Migrants do not leave their homelands on a whim. They leave because of a calculation. If the risk of staying—measured in unemployment, inflation, and lack of opportunity—outweighs the risk of crossing a border, they move. For a long time, South Africa represented the ultimate equation of hope. It boasted a highly developed infrastructure, a massive financial sector, and a constitution that promised human rights to all.

But equations change.

Over the past decade, South Africa’s economic landscape fractured. Unemployment soared past 30 percent. Inequality, a legacy of apartheid that the country never truly shook, deepened. When a society feels resources shrinking, it almost always looks for a scapegoat. In the informal settlements of Johannesburg and the townships of Pretoria, that scapegoat became the foreign shopkeeper, the Zimbabwean laborer, the Nigerian entrepreneur.

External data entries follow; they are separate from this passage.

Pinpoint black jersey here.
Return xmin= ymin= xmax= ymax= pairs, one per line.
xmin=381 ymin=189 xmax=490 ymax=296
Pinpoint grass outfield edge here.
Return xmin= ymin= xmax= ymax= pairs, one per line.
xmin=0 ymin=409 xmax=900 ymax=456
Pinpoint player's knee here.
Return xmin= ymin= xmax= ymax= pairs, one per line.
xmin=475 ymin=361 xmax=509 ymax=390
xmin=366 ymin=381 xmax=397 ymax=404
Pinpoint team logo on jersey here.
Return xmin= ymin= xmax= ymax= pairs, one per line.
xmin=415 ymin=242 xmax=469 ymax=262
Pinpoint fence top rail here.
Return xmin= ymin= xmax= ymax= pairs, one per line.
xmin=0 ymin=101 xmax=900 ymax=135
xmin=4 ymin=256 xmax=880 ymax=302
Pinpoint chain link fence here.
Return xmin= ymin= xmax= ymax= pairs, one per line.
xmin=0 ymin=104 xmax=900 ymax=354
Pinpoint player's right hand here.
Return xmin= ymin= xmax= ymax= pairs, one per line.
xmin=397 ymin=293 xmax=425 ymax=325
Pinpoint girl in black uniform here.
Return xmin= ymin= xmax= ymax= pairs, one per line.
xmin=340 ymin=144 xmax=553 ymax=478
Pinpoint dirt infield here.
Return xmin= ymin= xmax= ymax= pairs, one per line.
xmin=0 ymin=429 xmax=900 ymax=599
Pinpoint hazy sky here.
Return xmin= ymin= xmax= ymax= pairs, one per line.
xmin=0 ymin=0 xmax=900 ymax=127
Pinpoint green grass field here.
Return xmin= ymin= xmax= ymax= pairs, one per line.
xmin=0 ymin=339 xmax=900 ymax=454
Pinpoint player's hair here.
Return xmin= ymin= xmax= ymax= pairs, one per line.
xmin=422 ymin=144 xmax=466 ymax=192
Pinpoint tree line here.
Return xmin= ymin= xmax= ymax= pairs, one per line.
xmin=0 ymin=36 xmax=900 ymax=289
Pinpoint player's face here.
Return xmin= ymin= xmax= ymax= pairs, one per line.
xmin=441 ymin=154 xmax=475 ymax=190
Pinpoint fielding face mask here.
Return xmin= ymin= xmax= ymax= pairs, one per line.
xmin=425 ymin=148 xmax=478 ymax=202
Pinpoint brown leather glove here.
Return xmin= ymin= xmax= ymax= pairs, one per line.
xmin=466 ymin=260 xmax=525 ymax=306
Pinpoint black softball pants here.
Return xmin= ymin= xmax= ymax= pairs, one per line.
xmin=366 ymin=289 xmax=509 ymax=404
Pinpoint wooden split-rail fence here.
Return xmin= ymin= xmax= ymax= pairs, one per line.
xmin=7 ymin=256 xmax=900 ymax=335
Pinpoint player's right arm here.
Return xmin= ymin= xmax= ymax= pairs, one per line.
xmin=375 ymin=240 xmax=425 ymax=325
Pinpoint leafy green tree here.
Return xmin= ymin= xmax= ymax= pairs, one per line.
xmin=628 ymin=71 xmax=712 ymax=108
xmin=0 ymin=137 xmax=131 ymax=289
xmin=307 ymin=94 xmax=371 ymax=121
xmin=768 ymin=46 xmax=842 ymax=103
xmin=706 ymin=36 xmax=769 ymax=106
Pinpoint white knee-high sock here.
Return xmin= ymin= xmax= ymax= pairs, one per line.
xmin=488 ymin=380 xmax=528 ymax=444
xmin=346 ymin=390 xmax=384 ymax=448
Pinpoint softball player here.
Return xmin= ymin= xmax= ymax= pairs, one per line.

Consider the psychological toll of that reality. Imagine waking up every morning knowing that the language you speak, the accent you carry, makes you a target. Chidi told me about the silence of his final months in Hillbrow. He stopped speaking Igbo in public. He wore muted colors. He tried to become a ghost.

When the Nigerian government began charting flights to bring its citizens back, it felt like a rescue mission. It felt like salvation. The narrative was simple: come back to the soil that knows your name. Come home, where you are not a stranger.

But geography does not cure structural decay.

The Mirage of the Return

The problem with running away from a burning house is that you eventually have to look at the ground beneath your feet.

When returned migrants step off the planes in Lagos or Abuja, the immediate euphoria of safety evaporates within forty-eight hours. The realization sets in with a quiet, crushing weight. The very monsters they ran away from half a decade ago are not only still here—they have grown larger.

Let us look at the raw numbers that define modern Nigeria. Inflation has reached historic highs, hovering stubbornly around 30 percent. The naira, the national currency, has experienced multiple devaluations, turning life savings into pocket change in a matter of months. Youth unemployment is not just a statistic; it is a visible presence on every street corner, manifested in the armies of young men hawking plastic trinkets in gridlocked traffic.

When Chidi returned to his family home in Surulere, he found his mother cooking with charcoal because the price of cooking gas had tripled. His brother, an electrical engineer, had been driving an unauthorized taxi for two years just to pay rent.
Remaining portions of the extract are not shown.